When Murz goes to fight in the Donbas, he influences reality: he takes up arms or helps those who have taken up arms to kill others. Similarly, Nabiullina influences what happens in the Russian economy through her key rate decisions. Mikhail Vasiliev, with his preaching, influences what soldiers do, feel and think. And so on.
I do not claim that my protagonists are the most influential people in Russia. Rather, I imagine a large corporation, called Russia, in which my protagonists are shareholders. Their stakes vary – some are very small, others larger. They may not be majority owners, but each of my protagonists has taken actions in pursuit of their vision of the future. They did not stand aside.
As a historian of Stalinism, I have always been more concerned not with why Stalin decided to execute so many people, but with why some NKVD officer, on his own, would brutally torture people he arrested. All these ideas and practices – they come from somewhere.
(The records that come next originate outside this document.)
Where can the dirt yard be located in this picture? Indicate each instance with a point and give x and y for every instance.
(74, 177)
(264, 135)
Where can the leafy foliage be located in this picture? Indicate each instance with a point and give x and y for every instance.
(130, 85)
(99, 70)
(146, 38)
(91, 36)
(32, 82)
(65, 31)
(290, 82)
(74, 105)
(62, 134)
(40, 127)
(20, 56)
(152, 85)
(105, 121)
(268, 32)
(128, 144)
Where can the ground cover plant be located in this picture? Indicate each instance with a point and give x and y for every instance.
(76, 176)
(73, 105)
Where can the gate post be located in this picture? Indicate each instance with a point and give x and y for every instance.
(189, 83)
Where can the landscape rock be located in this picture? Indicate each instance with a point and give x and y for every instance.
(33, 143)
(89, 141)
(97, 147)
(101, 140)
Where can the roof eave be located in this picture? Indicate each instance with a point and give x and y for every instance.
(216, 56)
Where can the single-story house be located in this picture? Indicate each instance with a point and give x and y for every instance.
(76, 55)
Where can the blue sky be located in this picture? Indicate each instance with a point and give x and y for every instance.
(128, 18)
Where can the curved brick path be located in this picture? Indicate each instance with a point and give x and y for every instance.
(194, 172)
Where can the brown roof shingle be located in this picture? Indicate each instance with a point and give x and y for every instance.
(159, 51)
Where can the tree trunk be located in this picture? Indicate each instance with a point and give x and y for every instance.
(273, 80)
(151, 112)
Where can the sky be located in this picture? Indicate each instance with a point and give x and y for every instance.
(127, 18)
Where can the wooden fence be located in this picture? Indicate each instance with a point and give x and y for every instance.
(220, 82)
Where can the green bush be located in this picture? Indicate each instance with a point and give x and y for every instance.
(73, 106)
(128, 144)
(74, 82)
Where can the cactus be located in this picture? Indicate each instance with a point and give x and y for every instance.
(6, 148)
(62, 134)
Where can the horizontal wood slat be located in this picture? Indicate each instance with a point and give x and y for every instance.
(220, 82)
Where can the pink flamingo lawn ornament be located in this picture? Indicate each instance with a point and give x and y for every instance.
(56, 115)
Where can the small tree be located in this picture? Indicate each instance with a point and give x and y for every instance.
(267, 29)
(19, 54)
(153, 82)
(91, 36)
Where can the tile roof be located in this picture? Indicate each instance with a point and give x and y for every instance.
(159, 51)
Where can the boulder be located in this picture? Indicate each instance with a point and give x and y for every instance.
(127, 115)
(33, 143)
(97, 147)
It is a mistake to think that if Putin were to change his mind now, everything would go back to how it should be. It would not, because the ideas and practices I write about live much longer and spread in different ways. The experience of life under Putinism will not disappear. It cannot be erased by a decision from above.
How would you define the status of your research? Is it history, intellectual history or the history of ideologies?That is a hard question. I suppose this book is a mixture of intellectual history, a love letter to my wife and an autobiography. I am very grateful to my wife, Vera, whose support and love made this book frightening but not hopeless. At least, I do not think it is hopeless.
I am used to thinking that there are historians who write history books in which their personal biographies – and especially their love for their wives – play no part. But that is not my case.